MONROVIA, Liberia — Landlords won't rent to them. Employers won't hire them. Taxi drivers won't give them a lift. Barber shops refuse to cut their hair without gloves.
They are Ebola survivors. In one place where they are desperately needed as workers, Ebola treatment clinics, many survivors have nightmarish memories of barely staying alive.
Thousands of West Africans have beaten the odds and survived Ebola. More than 6,500 people have died in the outbreak, and only 30% who have contracted Ebola have survived the aggressive disease that robs the body of fluids and causes major organs to fail.
Most who emerge from the clinics fully recovered discover a cruel society eager to distance itself from them and the plague.
A recent study by the World Health Organization where 62 survivors from in an around this city were interviewed about their post-recovery experiences, 80% said they now struggle with stigma and discrimination.
In Liberia, where infections once soared and now are on the decline, survivors complain that they are shunned by many who still see then as Ebola carriers.
"I feel that I have been ostracized," said Vivian Rogers, 40, who lost seven relatives to the epidemic before falling ill and fighting off the disease. She is a government filing clerk who has been told by her boss to stay home.
"I am so sad because I am used to working," Rogers said. "They are paying me, but I am not working and not being useful ... I don't know whether they are afraid of me. But I know I am no threat."
At a police academy in this capital city, where the U.S. Army has set up a training school for future Ebola clinic staffers, 24-year-old survivor Siah Tamba plays the role of patient for students learning skills in diagnosis and treatment..
A thin line of yellow ointment under her eyes simulates an infectious discharge and red make-up on her eyelids suggests signs of hemorrhaging. She places a pillow under her wrap-around skirt and walks slowly, as if pain, holding her stomach.
"I act like a pregnant woman going through vaginal bleeding and I have hiccups," Tamba said, showing how she helps students understand, "what they are going to meet in the ETU (Ebola treatment unit) and how to handle it the right way."
U.S. Army Lt. Col. Pat Hickey, a pediatric infectious disease physician who is leading education efforts, said that at most of the U.S. training sites, Ebola survivors recruited by the Liberian Ministry of Health play crucial roles discussing their experiences and then acting the part of sick patients during classroom instruction.
"They've lived it and they understand better than anyone," Hickey said.
Much remains to be done to integrate survivors back into the community and fight the stigma, said Korlia Bonarwolo, a physician's assistant and a survivor who chairs an association for those who have recovered from Ebola.
He said many Ebola survivors return from clinics to find their belongings have been burned to kill the virus and they face eviction or are denied jobs.
Juliet Boima, 19, a survivor who works at the ebola clinic since she is immune now. Despite being unable to contract ebola, she still must wear protective gear to eliminate the chance that she could carry the virus to someone else.(Photo: Gregory H Stemn for USA TODAY)
"These are the challenges that survivors are going through on a daily basis," said Bonarwolo, 25. "We just have to go on educating our people. They (survivors) should get the love and care that any other person has, instead of treating them separately."

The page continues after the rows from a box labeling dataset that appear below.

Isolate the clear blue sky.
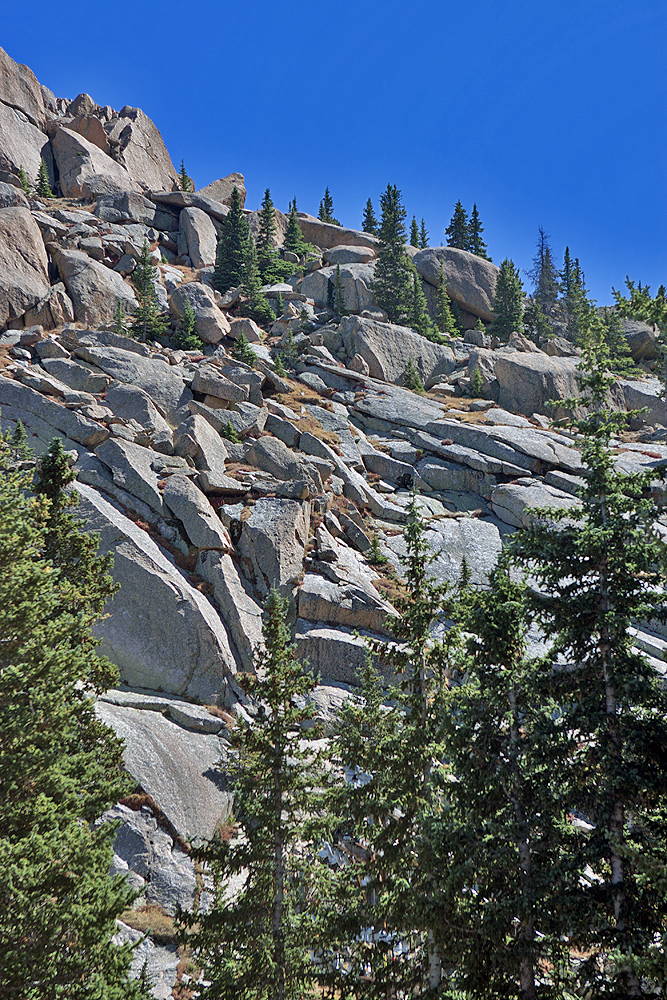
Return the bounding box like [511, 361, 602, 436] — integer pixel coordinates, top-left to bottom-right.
[0, 0, 667, 303]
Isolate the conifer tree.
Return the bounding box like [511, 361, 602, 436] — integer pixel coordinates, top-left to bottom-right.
[35, 160, 55, 198]
[435, 261, 459, 337]
[0, 441, 147, 1000]
[490, 257, 523, 341]
[512, 324, 667, 997]
[445, 201, 470, 250]
[178, 160, 194, 191]
[180, 590, 326, 1000]
[132, 239, 165, 342]
[361, 198, 378, 236]
[373, 184, 413, 323]
[213, 187, 250, 295]
[466, 205, 491, 260]
[317, 188, 340, 226]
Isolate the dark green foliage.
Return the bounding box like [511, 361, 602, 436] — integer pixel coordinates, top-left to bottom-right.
[361, 198, 378, 236]
[512, 326, 667, 998]
[435, 261, 459, 337]
[466, 205, 491, 260]
[178, 160, 195, 191]
[373, 184, 413, 323]
[213, 187, 250, 295]
[180, 590, 327, 1000]
[174, 299, 204, 351]
[317, 188, 340, 226]
[35, 160, 55, 198]
[445, 201, 470, 250]
[18, 164, 32, 194]
[403, 358, 424, 393]
[333, 264, 347, 320]
[132, 240, 166, 342]
[0, 441, 146, 1000]
[489, 257, 523, 341]
[240, 235, 276, 325]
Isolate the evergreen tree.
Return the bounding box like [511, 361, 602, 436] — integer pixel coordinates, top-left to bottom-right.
[18, 164, 32, 194]
[213, 187, 250, 295]
[361, 198, 378, 236]
[0, 441, 147, 1000]
[180, 590, 326, 1000]
[317, 188, 340, 226]
[512, 324, 667, 997]
[35, 160, 55, 198]
[240, 234, 276, 324]
[490, 257, 523, 341]
[435, 261, 459, 337]
[132, 239, 165, 342]
[373, 184, 413, 323]
[445, 201, 470, 250]
[466, 205, 491, 260]
[178, 160, 195, 191]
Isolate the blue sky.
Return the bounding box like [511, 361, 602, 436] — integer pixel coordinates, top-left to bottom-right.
[0, 0, 667, 303]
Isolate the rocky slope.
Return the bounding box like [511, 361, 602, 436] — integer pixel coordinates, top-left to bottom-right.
[0, 50, 667, 996]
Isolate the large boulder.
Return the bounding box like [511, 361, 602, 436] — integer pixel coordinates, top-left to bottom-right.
[0, 208, 49, 329]
[298, 212, 380, 250]
[76, 483, 236, 704]
[412, 247, 498, 322]
[51, 127, 141, 201]
[169, 281, 231, 344]
[108, 106, 178, 191]
[55, 250, 137, 327]
[340, 316, 456, 385]
[197, 174, 246, 208]
[178, 208, 218, 268]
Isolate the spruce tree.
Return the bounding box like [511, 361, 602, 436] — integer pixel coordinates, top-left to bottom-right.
[0, 441, 147, 1000]
[512, 324, 667, 997]
[445, 201, 470, 250]
[489, 257, 523, 341]
[361, 198, 378, 236]
[35, 160, 55, 198]
[132, 239, 166, 342]
[180, 590, 326, 1000]
[373, 184, 413, 323]
[213, 187, 250, 295]
[466, 205, 491, 260]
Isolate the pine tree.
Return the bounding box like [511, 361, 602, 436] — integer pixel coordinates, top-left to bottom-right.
[132, 239, 166, 342]
[435, 261, 459, 337]
[18, 164, 32, 194]
[512, 324, 667, 997]
[317, 188, 340, 226]
[361, 198, 378, 236]
[178, 160, 195, 191]
[213, 187, 250, 295]
[445, 201, 470, 250]
[466, 205, 491, 260]
[0, 441, 142, 1000]
[35, 160, 55, 198]
[490, 257, 523, 341]
[240, 233, 276, 324]
[373, 184, 413, 323]
[180, 590, 326, 1000]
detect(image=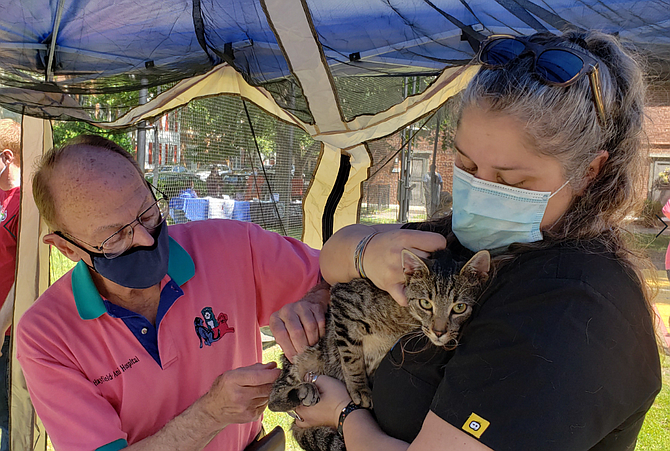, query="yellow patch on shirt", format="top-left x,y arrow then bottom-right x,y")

An editorial last week in the International Journal of Epidemiology called for a concerted effort to mobilize survivors in the fight against Ebola, saying it could hasten the end of the epidemic.
"In a sense, survivors are the only people in the world who are 'vaccinated' against further Ebola infection with the strain in circulation," the writers argued. Survivors could be trained as ether medical or emotional-support care-givers, and be valuable for a reconstituted health system even after Ebola is defeated.

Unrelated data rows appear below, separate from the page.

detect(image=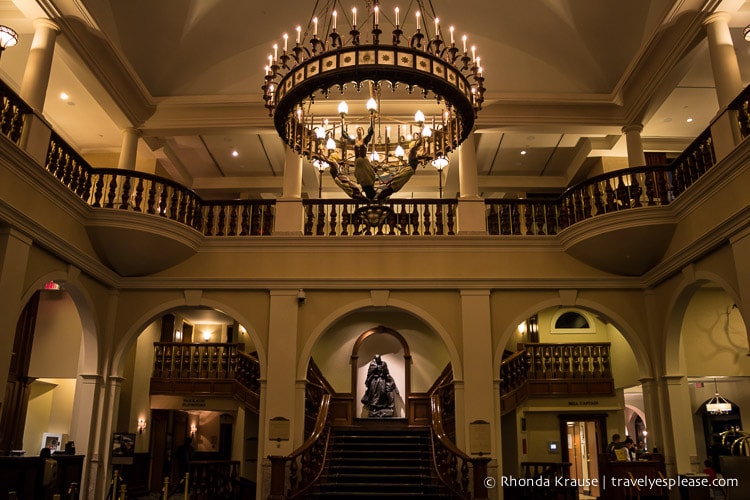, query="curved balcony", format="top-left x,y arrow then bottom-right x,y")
0,76 -> 750,276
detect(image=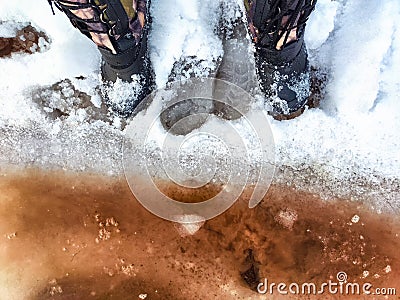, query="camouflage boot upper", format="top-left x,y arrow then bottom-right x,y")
48,0 -> 154,116
245,0 -> 316,116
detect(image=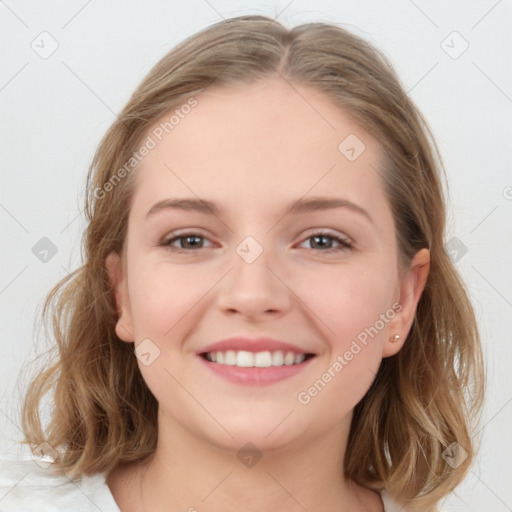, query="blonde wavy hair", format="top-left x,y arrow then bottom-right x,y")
22,16 -> 484,510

Dr. J. Soka Moses, a lead physician at an Ebola clinic in Monrovia operated by the Ministry of Defense, said that if he had his way, his entire treatment team would be made up of Ebola survivors.
"Their bodies are better prepared to work in this environment," Moses said, "more prepared than mine."
A handful currently work at the clinic, but none in a medical role. One is Juliet Boima, 19, who lived in a small Muslim community northwest of Monrovia that was nearly wiped out by the disease.
Today she earns about $300 a month for the only job she has been able to find: laundry service.
Boima said memories of her struggle to survive in an Ebola clinic stay with her: the intense bouts of vomiting, losing control of body functions and the pain.
Returning to work in the clinic is not easy. "People are dying. I do not like to see people dying," she said, a weary expression on a young face. "I do not have somewhere else to work. So I will be here."
Samwar Fallah contributed to this story.